Disordered Eating in Adolescence:
What it is and how to spot it

For many of us, most of what we know about eating disorders comes from depictions in film and media. With a lack of close exposure, it can be hard to understand the nuances of how eating disorders develop, present, and operate over time. Understandably, this can make it difficult to recognise in ourselves and others, especially in the early stages. The sooner symptoms can be identified and addressed, the better the outcomes are likely to be.


The term ‘disordered eating’ (as opposed to ‘eating disorder’) refers to a range of irregular behaviours, attitudes and beliefs about food and eating. Changes may be subtle at first but will often escalate over time, as patterns become stronger and more entrenched. If this pattern of behaviour fits with a certain type and severity of symptoms, we call it an ‘eating disorder’. Some people who experience disordered eating go on to develop a diagnosable eating disorder, while some experience enduring patterns of irregularities that do not align with a particular diagnosis. In either case, therapeutic intervention is a useful and often necessary component of breaking the cycle.

Statistically, adolescence is the time when disordered eating is most likely to develop. This makes it a great time for early intervention. Because adolescence is a time of significant growth and change, it can be hard to tell what parts are attributable to normal development, and what may be cause for concern. When it comes to disordered eating, no single symptom will tell the full story. While it is important not to be over vigilant, it can be useful to know what to look out for.

Here are a few things to keep in mind:

  1. Changes in body weight or shape
    While some fluctuations in body weight and shape are normal during adolescence (especially puberty), large and/or sudden changes may warrant concern. You may notice a marked increase or decrease in your young person’s weight that cannot be easily accounted for. It is important to remember that, despite being a well-known indicator, weight loss is not always a symptom of disordered eating and should be considered in the context of other symptoms or behaviours.
  1. Changes in eating habits or behaviours
    Disordered eating looks different from person to person. Some young people actively restrict their food intake in ways that include skipping meals, reducing serving sizes, frequent dieting or extending gaps between meals. For some, disordered eating may be less obvious. They may engage in patterns of eating that are irregular (oscillating between over and under eating), eliminate certain food groups, or feel a loss of control over their eating. Having a logical explanation for these changes (e.g., excluding animal products due to veganism) doesn’t necessarily rule out concerns.

    People who are anxious about their eating may also eat in secret or make marked efforts to avoid eating in front of others. They may be more withdrawn and avoid social activities that involve eating or body exposure (e.g., going out for dinner or swimming with friends). These changes may be subtle at first but often build and combine as the problems increase.
  1. Changes in beliefs or attitudes
    Disordered eating is almost always accompanied by ruminating thoughts. People often become preoccupied with thoughts about food, calories or weight and can have difficulty focusing on other things. This makes it hard for a young person to be as present and alert during their usual activities, often resulting in reduced participation and performance. For example, they may have a harder time maintaining grades or following conversations.

    Unfortunately, young people with disordered eating tend to overvalue the importance of physical appearance. They may use it as the primary measure of their self-worth, achievement or likability. Behaviours and thought processes that prioritise looks above all else may be indicative of this overvaluation process.

    As our brain becomes malnourished, our thought processes become more and more rigid, and we are less able to integrate new information and ideas. We are more likely to see things as black-or-white, good-or-bad, and to be guided by strict rules instead of instincts. You may notice fewer moments of spontaneity, playfulness and joy.

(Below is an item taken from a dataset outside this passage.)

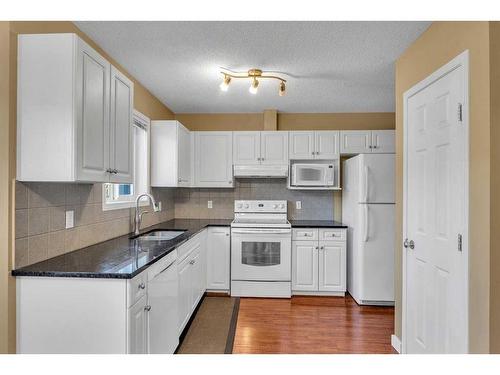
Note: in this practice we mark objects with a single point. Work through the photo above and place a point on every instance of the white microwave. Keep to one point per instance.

As you might imagine, getting stuck in these patterns of thinking tends to perpetuate skewed perspectives and beliefs.
  1. Compensatory behaviours
    In an effort to alleviate guilt for eating or to reduce the impact of the food/calories on their body, some young people engage in what is known as compensatory behaviours. This includes deliberately throwing up after eating (purging), engaging in excessive exercise and/or inappropriate use of laxatives. These behaviours strain the body and are often associated with medical complications.
  2. Physical health complaints
    Disordered eating can influence the development or exacerbation of unpleasant or harmful physical symptoms. Gastrointestinal issues are common and include constipation, bloating, diarrhoea, and abdominal pain. Lack of adequate nutrition can cause dizziness, fatigue and fainting and put undue pressure on the heart. When medical stability is compromised, you may also notice changes in skin and hair (dry and brittle) and menstrual regularity. As you can imagine, it is important that your young person see a doctor for medical examination and monitoring.

If you or someone you know are noticing these symptoms, look into it. Speaking to a parent, friend, school counsellor or any trusted adult is a great first step. Making a time to speak to your GP is highly recommended to do a further assessment and investigate any physical health complications. They can also refer you to relevant health professionals, including a mental health worker, to start the process of getting well.
Remember, early intervention is key!